Las, cette époque est bien révolue. Comme celle où les mots conservaient tout leur sens. Ainsi le Tour de France. La course cycliste, célèbre dans le monde entier, ne débordait pas, comme aujourd’hui, les frontières de l’Hexagone pour associer d’autres pays – sans doute une manière de faire allégeance à l’Europe dont l’union, tant prônée, est loin de rallier tous les suffrages.

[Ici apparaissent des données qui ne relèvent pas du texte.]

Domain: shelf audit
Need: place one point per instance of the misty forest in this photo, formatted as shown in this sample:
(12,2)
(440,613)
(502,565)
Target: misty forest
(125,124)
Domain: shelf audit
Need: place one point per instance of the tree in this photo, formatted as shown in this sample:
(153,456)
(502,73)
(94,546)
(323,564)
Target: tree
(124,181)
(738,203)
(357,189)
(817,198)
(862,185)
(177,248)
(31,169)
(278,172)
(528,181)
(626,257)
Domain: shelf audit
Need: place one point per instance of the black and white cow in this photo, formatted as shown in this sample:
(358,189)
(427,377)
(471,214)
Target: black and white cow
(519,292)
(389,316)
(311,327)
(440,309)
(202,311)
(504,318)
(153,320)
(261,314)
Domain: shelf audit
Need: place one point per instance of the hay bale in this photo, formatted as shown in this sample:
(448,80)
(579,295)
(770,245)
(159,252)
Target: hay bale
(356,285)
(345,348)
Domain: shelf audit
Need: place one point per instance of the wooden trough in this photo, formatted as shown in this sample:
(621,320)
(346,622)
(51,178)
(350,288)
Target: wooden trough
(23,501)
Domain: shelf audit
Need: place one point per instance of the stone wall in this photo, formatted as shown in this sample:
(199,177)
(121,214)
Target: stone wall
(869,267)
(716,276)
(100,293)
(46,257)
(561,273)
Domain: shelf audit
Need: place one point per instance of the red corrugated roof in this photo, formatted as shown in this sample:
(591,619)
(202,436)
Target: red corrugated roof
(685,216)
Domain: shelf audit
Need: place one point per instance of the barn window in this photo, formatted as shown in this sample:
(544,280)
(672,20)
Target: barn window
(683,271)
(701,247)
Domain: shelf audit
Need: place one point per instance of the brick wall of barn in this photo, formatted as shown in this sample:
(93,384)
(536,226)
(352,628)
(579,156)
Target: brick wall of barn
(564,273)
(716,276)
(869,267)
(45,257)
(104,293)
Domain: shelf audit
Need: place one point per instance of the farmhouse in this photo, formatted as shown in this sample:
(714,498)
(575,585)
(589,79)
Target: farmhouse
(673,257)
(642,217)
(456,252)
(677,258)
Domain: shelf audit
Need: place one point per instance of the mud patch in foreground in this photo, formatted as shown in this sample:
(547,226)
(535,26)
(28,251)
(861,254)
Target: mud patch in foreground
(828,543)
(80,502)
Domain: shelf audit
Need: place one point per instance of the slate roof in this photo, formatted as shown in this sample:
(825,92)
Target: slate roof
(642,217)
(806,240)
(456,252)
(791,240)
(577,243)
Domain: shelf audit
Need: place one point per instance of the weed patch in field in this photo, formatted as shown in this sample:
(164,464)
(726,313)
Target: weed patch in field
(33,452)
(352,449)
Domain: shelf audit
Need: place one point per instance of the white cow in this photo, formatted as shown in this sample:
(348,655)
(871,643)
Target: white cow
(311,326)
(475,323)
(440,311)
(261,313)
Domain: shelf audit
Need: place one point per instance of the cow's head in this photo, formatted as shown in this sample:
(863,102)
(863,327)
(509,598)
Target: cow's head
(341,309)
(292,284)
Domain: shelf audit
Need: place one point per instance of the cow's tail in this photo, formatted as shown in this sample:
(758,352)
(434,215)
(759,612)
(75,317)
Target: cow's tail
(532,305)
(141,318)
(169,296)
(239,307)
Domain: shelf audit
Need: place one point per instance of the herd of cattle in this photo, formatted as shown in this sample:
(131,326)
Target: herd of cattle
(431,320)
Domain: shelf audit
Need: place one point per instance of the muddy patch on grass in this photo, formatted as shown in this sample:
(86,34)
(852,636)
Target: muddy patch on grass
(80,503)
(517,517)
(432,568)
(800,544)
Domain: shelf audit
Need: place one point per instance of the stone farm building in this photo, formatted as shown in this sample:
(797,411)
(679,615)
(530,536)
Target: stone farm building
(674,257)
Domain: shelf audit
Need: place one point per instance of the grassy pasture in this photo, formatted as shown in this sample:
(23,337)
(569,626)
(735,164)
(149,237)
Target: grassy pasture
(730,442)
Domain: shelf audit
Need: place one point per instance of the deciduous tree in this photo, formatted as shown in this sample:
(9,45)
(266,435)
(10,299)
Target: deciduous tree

Un manuel scolaire d’envergure
Le Tour de France… Comment n’évoquerait-il pas « Le Tour de la France par deux enfants », le best-seller d’Augustine Tuillerie publié en 1877 ? Ce manuel de lecture à l’usage des écoliers du cours moyen connut, dès sa sortie, une faveur foudroyante et durable. Les écoles, tant laïques que religieuses, se l’arrachent. Succès durable : quelque sept millions d’exemplaires vendus en 1914, en dépit de quelques modifications imposées par la loi de 1905 sur la séparation de l’Eglise et de l’Etat. Autant dire que des générations ont appris à lire dans ses pages dont les deux-cents illustrations préfigurent les bandes dessinées. Ont acquis des notions d’histoire et de géographie et aussi de civisme, de sciences, de morale et d’art. Sans compter la fierté d’être Français. Ce qui, convenons-en, a, par les temps qui courent, de quoi le rendre suspect.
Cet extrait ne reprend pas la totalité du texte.